Шли мы довольно долго. Неширокая полоса лесопосадок с трассы смотрелась почти прозрачной – сквозь скудную серую листву отлично было видно черное перепаханное поле. По меньшей мере минут пять назад мы должны были выйти на это поле, но деревья, вместо того, чтобы редеть, все сгущались. Я вдруг почувствовал, что меня начинает пробирать мелкая дрожь, будто я с мелководья пробирался к подводной яме и ноги мои уже явственно сковывал холод.
Поле!
Нет, нет еще – одежда моя не изменилась. И дурацкий тяжелый меч, навязанный мне Виталиком, неудобно оттягивал пояс, колотил по бедру тупыми краями. А грязи становилось все больше. Хорошенький дождичек пролился ночью! Настоящий ливень. Только вот интересно, почему в городе относительно сухо?
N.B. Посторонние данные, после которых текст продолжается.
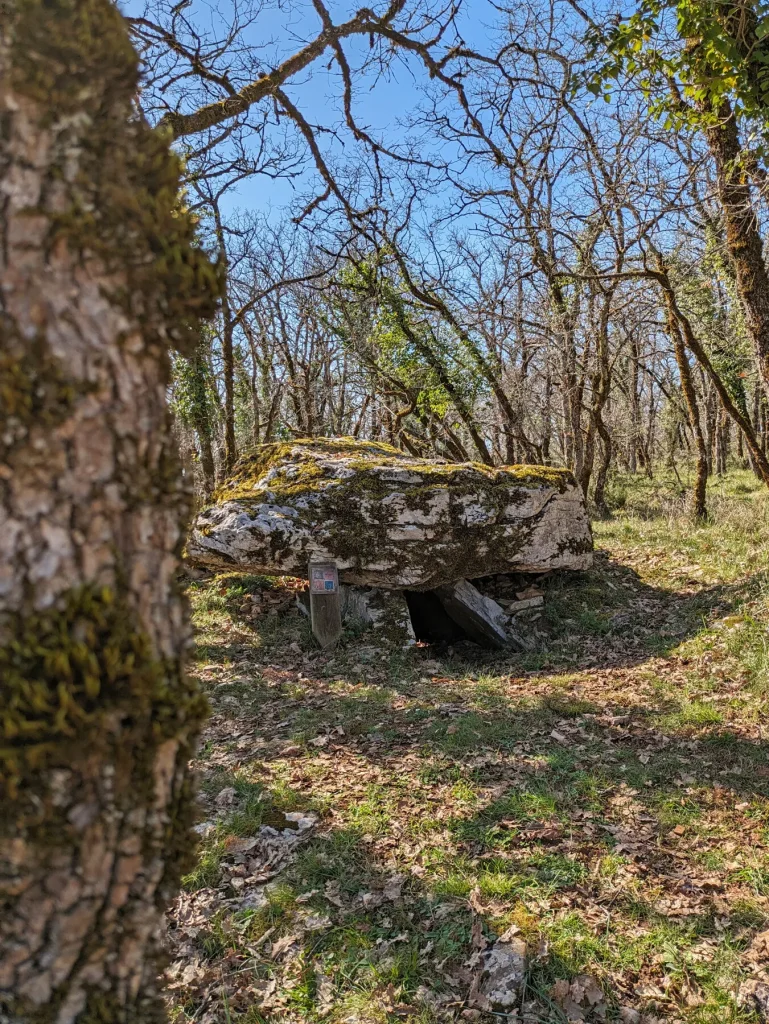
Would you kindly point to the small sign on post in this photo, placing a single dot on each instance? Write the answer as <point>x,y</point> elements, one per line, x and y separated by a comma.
<point>325,603</point>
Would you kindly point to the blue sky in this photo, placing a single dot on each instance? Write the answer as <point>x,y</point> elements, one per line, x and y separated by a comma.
<point>382,110</point>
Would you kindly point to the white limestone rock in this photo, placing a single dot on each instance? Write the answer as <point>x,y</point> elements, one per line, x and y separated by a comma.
<point>387,519</point>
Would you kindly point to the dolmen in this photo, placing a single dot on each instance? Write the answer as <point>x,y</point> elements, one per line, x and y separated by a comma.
<point>395,527</point>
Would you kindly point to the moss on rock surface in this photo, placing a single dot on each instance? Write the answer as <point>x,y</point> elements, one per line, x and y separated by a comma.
<point>388,519</point>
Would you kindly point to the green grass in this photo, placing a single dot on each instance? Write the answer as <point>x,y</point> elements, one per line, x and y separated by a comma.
<point>607,794</point>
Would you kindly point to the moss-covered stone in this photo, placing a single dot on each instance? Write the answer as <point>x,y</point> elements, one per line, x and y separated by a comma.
<point>388,519</point>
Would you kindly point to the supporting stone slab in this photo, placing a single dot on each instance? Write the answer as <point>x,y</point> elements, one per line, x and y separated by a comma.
<point>481,619</point>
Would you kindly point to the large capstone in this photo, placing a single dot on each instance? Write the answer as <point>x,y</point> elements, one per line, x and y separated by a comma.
<point>389,520</point>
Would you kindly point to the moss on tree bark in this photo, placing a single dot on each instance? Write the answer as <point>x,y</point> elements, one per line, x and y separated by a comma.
<point>99,274</point>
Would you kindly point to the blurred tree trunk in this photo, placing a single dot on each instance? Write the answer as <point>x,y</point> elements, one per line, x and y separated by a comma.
<point>98,274</point>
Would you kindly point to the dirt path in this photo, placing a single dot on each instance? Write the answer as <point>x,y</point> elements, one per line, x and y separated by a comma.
<point>603,801</point>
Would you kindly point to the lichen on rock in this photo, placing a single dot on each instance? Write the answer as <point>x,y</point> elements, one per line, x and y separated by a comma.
<point>388,519</point>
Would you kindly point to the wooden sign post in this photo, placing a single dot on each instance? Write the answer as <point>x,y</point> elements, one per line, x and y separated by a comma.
<point>325,603</point>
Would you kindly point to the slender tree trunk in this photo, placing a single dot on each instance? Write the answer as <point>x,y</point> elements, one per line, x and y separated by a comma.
<point>97,719</point>
<point>699,510</point>
<point>692,342</point>
<point>742,236</point>
<point>227,352</point>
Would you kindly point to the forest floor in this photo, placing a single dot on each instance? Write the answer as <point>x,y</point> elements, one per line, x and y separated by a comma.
<point>604,800</point>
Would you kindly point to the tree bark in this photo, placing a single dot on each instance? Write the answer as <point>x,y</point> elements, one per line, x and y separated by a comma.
<point>699,510</point>
<point>742,235</point>
<point>98,273</point>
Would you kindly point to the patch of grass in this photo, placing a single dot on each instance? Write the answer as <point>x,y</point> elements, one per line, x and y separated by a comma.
<point>606,794</point>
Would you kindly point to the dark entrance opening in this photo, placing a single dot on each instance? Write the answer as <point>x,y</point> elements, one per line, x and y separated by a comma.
<point>431,622</point>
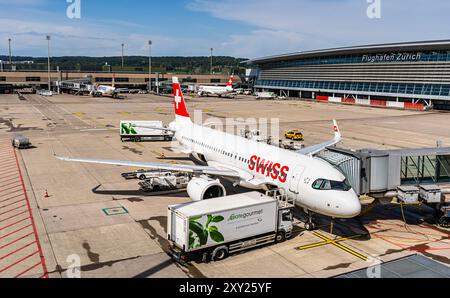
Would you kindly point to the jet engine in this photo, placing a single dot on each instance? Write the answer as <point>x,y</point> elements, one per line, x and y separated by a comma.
<point>204,188</point>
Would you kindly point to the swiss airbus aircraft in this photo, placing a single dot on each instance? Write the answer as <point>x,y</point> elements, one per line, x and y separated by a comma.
<point>217,90</point>
<point>312,183</point>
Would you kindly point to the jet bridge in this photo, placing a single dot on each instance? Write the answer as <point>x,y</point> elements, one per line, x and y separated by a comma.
<point>376,172</point>
<point>410,175</point>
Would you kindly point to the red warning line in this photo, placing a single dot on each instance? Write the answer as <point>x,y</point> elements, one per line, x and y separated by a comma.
<point>38,243</point>
<point>10,179</point>
<point>16,231</point>
<point>14,216</point>
<point>10,183</point>
<point>11,204</point>
<point>9,211</point>
<point>12,198</point>
<point>17,250</point>
<point>26,271</point>
<point>20,261</point>
<point>13,224</point>
<point>11,193</point>
<point>7,163</point>
<point>8,176</point>
<point>8,168</point>
<point>15,241</point>
<point>12,187</point>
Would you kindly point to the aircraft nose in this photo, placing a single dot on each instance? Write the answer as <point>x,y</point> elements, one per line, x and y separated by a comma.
<point>353,206</point>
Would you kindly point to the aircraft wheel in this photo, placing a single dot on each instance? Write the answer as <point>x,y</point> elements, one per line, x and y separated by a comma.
<point>220,253</point>
<point>281,237</point>
<point>310,226</point>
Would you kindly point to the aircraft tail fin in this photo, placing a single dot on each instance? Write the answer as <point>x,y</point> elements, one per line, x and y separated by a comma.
<point>230,82</point>
<point>179,103</point>
<point>337,131</point>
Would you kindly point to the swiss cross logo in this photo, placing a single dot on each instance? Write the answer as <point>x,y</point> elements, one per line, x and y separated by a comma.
<point>178,99</point>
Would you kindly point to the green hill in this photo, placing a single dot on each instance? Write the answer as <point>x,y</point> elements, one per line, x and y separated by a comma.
<point>193,65</point>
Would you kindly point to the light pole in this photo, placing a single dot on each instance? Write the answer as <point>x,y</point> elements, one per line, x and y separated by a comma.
<point>48,66</point>
<point>150,65</point>
<point>212,49</point>
<point>123,45</point>
<point>10,54</point>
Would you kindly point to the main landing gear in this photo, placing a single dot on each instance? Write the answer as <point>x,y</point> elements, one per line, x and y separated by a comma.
<point>310,225</point>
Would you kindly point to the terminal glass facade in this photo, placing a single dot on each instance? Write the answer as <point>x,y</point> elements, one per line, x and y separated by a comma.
<point>425,169</point>
<point>429,56</point>
<point>393,88</point>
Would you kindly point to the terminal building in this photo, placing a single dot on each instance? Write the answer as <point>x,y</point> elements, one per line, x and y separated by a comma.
<point>13,80</point>
<point>405,75</point>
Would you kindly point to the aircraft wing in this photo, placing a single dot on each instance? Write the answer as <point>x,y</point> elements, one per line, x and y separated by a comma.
<point>320,147</point>
<point>214,171</point>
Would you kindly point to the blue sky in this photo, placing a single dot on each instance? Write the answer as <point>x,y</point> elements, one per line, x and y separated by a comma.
<point>241,28</point>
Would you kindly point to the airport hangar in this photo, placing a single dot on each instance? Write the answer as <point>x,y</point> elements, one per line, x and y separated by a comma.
<point>401,75</point>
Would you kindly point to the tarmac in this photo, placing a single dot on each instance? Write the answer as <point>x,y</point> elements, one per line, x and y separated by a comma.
<point>93,219</point>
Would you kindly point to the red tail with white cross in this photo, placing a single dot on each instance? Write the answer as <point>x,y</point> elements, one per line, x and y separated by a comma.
<point>178,100</point>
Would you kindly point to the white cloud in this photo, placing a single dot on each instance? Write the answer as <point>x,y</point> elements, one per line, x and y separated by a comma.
<point>280,26</point>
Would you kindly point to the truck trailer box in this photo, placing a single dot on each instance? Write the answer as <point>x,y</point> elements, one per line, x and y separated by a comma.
<point>431,193</point>
<point>134,130</point>
<point>408,194</point>
<point>199,225</point>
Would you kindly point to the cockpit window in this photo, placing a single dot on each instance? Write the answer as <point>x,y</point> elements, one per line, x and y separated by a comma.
<point>324,184</point>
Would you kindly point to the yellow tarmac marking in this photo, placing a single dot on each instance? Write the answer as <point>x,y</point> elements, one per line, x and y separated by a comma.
<point>335,242</point>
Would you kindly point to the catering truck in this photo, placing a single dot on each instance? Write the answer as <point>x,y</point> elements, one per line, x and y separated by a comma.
<point>213,229</point>
<point>139,131</point>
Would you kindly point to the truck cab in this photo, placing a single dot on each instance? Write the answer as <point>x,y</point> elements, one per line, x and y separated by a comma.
<point>285,225</point>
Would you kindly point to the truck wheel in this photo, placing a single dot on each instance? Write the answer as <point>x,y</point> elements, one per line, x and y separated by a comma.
<point>220,254</point>
<point>281,237</point>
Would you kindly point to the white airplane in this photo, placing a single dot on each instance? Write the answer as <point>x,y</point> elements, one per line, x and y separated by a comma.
<point>217,90</point>
<point>312,183</point>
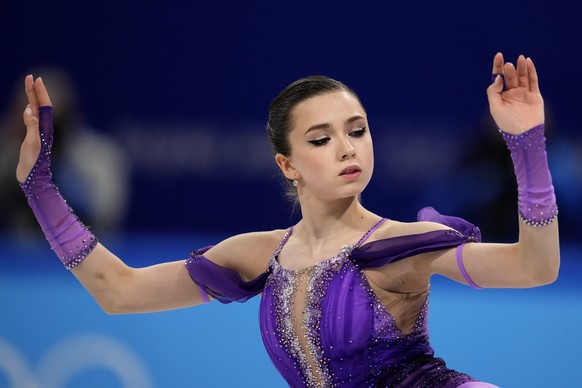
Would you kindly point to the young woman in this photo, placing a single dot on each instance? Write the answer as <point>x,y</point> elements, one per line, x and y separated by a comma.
<point>344,291</point>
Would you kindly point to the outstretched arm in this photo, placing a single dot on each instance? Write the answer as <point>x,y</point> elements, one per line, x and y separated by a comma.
<point>116,287</point>
<point>517,107</point>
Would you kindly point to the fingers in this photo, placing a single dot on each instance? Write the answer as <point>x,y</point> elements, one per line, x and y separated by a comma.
<point>41,93</point>
<point>497,64</point>
<point>31,94</point>
<point>533,76</point>
<point>522,76</point>
<point>496,87</point>
<point>511,80</point>
<point>36,93</point>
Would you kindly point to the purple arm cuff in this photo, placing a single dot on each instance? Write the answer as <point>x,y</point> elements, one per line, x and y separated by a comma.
<point>68,237</point>
<point>536,198</point>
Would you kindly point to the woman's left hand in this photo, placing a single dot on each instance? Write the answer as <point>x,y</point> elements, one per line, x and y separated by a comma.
<point>519,106</point>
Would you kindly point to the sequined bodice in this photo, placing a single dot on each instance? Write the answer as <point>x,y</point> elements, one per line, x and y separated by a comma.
<point>324,325</point>
<point>329,326</point>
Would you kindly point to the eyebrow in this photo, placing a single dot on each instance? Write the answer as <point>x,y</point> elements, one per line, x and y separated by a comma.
<point>328,125</point>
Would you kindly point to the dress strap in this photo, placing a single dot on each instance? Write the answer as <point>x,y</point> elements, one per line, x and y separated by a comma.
<point>369,232</point>
<point>283,241</point>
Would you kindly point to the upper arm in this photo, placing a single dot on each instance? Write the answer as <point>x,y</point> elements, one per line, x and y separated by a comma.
<point>488,265</point>
<point>118,288</point>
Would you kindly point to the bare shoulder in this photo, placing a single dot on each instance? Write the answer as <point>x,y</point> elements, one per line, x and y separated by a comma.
<point>392,229</point>
<point>408,275</point>
<point>248,253</point>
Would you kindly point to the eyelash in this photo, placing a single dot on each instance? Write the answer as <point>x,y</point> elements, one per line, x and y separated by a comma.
<point>324,140</point>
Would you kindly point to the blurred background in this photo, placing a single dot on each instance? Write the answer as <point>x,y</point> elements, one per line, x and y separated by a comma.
<point>160,112</point>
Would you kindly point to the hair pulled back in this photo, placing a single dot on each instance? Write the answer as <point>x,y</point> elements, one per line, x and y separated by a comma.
<point>281,113</point>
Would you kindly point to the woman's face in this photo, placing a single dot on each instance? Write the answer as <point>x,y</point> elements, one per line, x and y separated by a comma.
<point>331,147</point>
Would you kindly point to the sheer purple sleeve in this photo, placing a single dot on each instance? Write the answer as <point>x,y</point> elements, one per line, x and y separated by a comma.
<point>222,283</point>
<point>382,252</point>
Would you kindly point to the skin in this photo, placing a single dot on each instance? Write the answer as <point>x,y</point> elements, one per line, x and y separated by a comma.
<point>332,214</point>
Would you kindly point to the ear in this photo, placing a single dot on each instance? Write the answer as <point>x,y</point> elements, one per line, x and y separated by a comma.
<point>286,167</point>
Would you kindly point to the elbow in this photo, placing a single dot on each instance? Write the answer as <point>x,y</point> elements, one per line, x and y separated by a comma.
<point>113,304</point>
<point>547,273</point>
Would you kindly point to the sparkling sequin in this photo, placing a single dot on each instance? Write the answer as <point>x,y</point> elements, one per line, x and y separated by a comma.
<point>70,239</point>
<point>373,352</point>
<point>527,147</point>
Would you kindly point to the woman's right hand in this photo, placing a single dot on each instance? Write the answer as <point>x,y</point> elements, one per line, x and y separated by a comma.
<point>30,149</point>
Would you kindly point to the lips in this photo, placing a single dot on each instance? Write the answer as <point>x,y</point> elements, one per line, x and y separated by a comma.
<point>350,170</point>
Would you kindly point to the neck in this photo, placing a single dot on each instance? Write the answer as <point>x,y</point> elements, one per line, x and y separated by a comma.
<point>320,219</point>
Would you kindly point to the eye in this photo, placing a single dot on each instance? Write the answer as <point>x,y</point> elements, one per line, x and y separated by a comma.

Шепотом матерясь, я с трудом вытаскивал ноги из вязкой, пропитанной влагой земли. Джинсы, конечно, к свиньям пропали. В семи водах их теперь не отстираешь. Надо было раньше сообразить и нацепить что-нибудь попроще, что-нибудь, что не так жалко, и...
Дьявольщина!
Левую пятку обожгло болью. Я взвыл, взмахнув руками, – и точно упал бы, если б не схватился руками за толстую веревку, за каким-то чертом протянутую меж ветвей.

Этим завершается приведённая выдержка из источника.